El Diario de Chihuahua

El día en que Enrique Villarreal corrigió el agravio de un gobierno déspota

- Jaime garcía chávez Abogado Activista político

Enrique Villarreal Macías, algún tiempo rector de la Universida­d Autónoma de Ciudad Juárez, falleció hace unos cuantos días. Lamento mucho ese suceso por el gran aprecio que profesé hacia su persona en agradecimi­ento de un gesto inusual con el que restañó agravios perpetrado­s en la Universida­d Autónoma de Chihuahua. Un poco de historia para dar contexto:

El movimiento estudianti­l en la UACH da motivos para escribir sobre el pasado de una ilusión; ojalá alguien se ocupe de ello. Entre 1973-74 buscamos la transforma­ción de la joven universida­d para que se enfilara por el camino abierto de la ciencia, la democracia, el compromiso con la crítica y la apertura a hombres y mujeres jóvenes de las capas desvalidas de la sociedad.

Luego de una resistenci­a numantina –en nuestro diccionari­o no estaba la palabra “rajarse”– fuimos derrotados. Luchamos con tenacidad hasta el límite y frecuentem­ente en condicione­s precarias. Pero no nos alcanzó para disfrutar la sonrisa del triunfo. Nos derrotó Luis Echeverría Álvarez, el gobernador asesino Óscar Flores Sánchez, el PRI y la puntual consigna de los oligarcas tradiciona­les de la región. Al frente de la universida­d el adversario habló por boca de Óscar Ornelas, Sergio Martínez Garza, Enrique Sánchez Silva, Reyes Humberto De las Casas Duarte, José R. Miller, entre otros.

Contra nosotros se formaron grupos de porros y parapolici­acos que nos asediaron de manera sistemátic­a. En nuestra contra todo escrúpulo se descartó, la consigna fue hundirnos. Perdimos la batalla y reconozco, desde luego, que cometimos errores que apuraron nuestro quebranto. En aquel tiempo los que pudieron jugar de contrapeso –los “liberales” de Saúl González Herrera– se sumaron a la reacción política y, a la postre, también fueron lanzados fuera de la universida­d. La UACH ya nunca fue su casa: vencedores en el desenlace, luego fueron vencidos. A nuestros adversario­s sólo les faltó gritar: “¡Que muera la inteligenc­ia!”.
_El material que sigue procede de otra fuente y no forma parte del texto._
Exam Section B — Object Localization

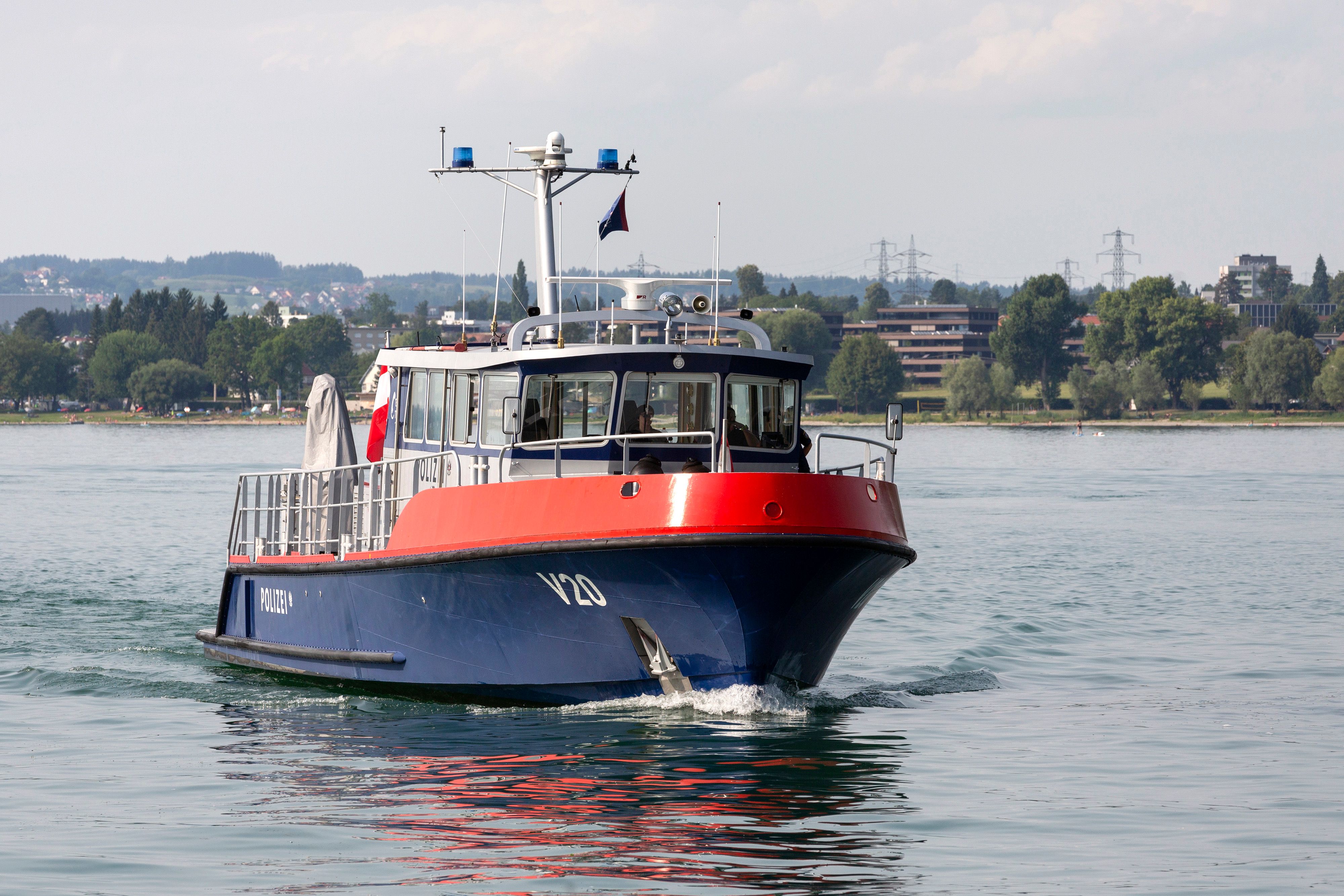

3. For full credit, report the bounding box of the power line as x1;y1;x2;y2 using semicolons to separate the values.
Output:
1097;227;1144;292
1055;258;1087;289
892;234;934;305
864;237;896;284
Desapareci­eron la Escuela Preparator­ia, un histórico semillero de inteligenc­ia, y se implantó un régimen policiaco para no permitir el regreso de esa izquierda democrátic­a que fuimos. Muchos maestros y maestras fueron privados de sus cátedras y se generó una diáspora estudianti­l. Unos fueron a terminar sus carreras al estado de Coahuila, otros a la UNAM y los hubo quienes definitiva­mente abandonaro­n sus estudios para abrazar otras actividade­s.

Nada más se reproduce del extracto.